Ultimately you have to come up with a good reason why each householder shouldn't just suck it and see.

If TITEASCRAMP wants to reduce her heating bill, messing about with the timer or TRVs is a waste of time. She should have a roomstat fitted somewhere central (eg hallway) and turn all the TRVs to maximum. Then turn down the heat on the boiler itself until it switches off at no more than 70 degrees C (assuming there's a temperature gauge on the boiler as on mine). Only turn any TRVs back down if a small room then gets unbearably hot. If her meter readings are correct, she's using more than twice as much gas as I use to heat my non-doubleglazed 3 bed semi to a similar temperature. Her heat loss is in the flue, not in the walls/roof/windows/floor.:beer:

mech_2

albertross wrote: »

see post 115

I saw it. It didn't address the issues I raised.

TRVs are designed to minimise waste, if they are fitted, you may as well use them properly by setting them to a comfortable maximum level.

They are bad news without a roomstat. Especially with a condensing boiler. When the house gets warm enough they all turn off and the boiler is still on, cycling, pumping heat out through the flue because it bypassed all the radiators and has nowhere else to go. The boiler will then spend a lot of its time in non-condensing mode as the return water will spend a lot of its time at a high temperature. Why keep burning gas when the house is warm enough? TRVs don't turn the boiler off!

TITEASCRAMP's readings are metric.

Yes I know she said that. So are mine. Maybe hers are imperial after all?

TITEASCRAMP

Yes my bills are £28 DD and do cover usage.
I have tried turning it off at night like sugested and the usage has gone down by .6 of a unit. per day.
Just to add I assumed mine were metric because the meter was only installed about 6 months ago.
I live in a 80 yr old property.

WestonDave

Part of the problem is surely the difference between controlled scientific experiment and what happens in a real house with real people once many of the control present in the experiment are removed.

Of course in an imperfectly insulated house, with a reasonable temperature gradient between inside and out, it will cost more to keep that house at 18C 24/7 than to heat it to that level for 2+1 hours a day all else being equal.

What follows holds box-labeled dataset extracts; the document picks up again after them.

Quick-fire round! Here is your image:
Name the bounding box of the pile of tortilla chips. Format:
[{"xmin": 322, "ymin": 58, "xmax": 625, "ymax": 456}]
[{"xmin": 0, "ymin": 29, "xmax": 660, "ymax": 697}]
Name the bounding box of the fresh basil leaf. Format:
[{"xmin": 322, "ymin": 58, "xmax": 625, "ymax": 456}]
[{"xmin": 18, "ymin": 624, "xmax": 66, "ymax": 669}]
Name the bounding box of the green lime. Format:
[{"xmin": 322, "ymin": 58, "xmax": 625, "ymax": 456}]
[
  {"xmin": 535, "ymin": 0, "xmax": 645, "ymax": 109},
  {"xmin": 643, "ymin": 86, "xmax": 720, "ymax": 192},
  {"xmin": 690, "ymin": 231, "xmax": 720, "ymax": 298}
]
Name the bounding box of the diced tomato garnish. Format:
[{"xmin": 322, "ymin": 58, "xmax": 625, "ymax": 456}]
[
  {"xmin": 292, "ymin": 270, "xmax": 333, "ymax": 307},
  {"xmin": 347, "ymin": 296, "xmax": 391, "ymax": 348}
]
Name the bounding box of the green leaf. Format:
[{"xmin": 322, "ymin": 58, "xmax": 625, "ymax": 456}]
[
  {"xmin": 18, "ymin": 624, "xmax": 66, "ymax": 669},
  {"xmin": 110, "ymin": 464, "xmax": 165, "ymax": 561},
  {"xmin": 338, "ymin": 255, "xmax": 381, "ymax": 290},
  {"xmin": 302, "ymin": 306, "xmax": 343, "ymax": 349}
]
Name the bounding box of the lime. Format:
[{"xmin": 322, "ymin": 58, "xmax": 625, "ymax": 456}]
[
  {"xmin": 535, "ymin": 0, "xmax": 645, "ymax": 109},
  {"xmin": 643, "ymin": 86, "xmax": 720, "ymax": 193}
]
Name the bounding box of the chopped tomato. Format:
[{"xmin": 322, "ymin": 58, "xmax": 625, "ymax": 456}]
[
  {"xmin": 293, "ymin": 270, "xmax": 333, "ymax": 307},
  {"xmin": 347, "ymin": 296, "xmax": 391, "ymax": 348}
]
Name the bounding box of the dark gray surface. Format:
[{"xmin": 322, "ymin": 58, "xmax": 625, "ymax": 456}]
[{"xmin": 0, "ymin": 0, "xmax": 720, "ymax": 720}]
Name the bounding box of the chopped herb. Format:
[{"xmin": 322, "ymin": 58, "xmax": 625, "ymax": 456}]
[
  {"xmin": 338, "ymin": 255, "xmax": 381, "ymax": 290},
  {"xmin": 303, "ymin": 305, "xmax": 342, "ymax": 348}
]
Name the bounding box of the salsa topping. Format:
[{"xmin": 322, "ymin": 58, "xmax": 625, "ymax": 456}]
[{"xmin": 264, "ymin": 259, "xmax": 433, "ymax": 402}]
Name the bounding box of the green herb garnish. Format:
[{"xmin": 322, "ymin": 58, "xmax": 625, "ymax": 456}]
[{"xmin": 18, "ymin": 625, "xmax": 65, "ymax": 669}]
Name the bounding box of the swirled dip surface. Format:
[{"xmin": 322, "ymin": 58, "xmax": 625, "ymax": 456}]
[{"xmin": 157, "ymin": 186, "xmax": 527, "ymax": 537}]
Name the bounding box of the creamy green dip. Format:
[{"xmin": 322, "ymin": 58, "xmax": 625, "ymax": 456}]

However here lies the rub. Firstly we aren't measuring in tiny units of measurement. £1 is roughly 4 or 5 Kwh of electricity - that's at least 240,000 Watts difference to make even a slightly statistically significant difference in bills. By the time they've messed with the charge rates since last year as well that means you've got to see fairly massive differences to stick another £10 on a quarterly bill.

Secondly if Titeascramp's house is anything like mine, its pretty much maintaining its own heat at present due to the relatively mild conditions outside. Although my heating is on 24/7 set at 17C during the day and 14C at night (in reality its probably only drifting to about 15 at worst), the only time it actually fires, is for about half an hour in the morning to overcome the down drift overnight. So my system is mimicking one which is timed for a couple of hours in the morning. That is due to the house having double glazing, loft and wall insulation plus 2 adults and 2 kids using other heat sources in the house as well as generating their own body heat.

Finally I'm willing to bet that if you took two real life scenarios, you would not find one heating to 18C 24/7 and the other heating to 18C for 3 hours a day because quite simply in the latter case the loss between heats would make the house uncomfortable if 18C is the minimum comfortable temperature. It is therefore more likely that in the second scenario the house is heated higher - say 22C in order to allow for the loss during the day. That house will be less comfortable to be in - too hot at some points and too cold (amplified by the overheating earlier!) at others.

I guess in short my point is that in real life, too many of the controls and assumptions which are used to make good scientific theories don't hold true which seriously undermines the practical application of the science.

Cardew is right in the pure sense but I can see how Titeascramp is seeing what he is seeing because in monetary terms its so hard to see a real difference.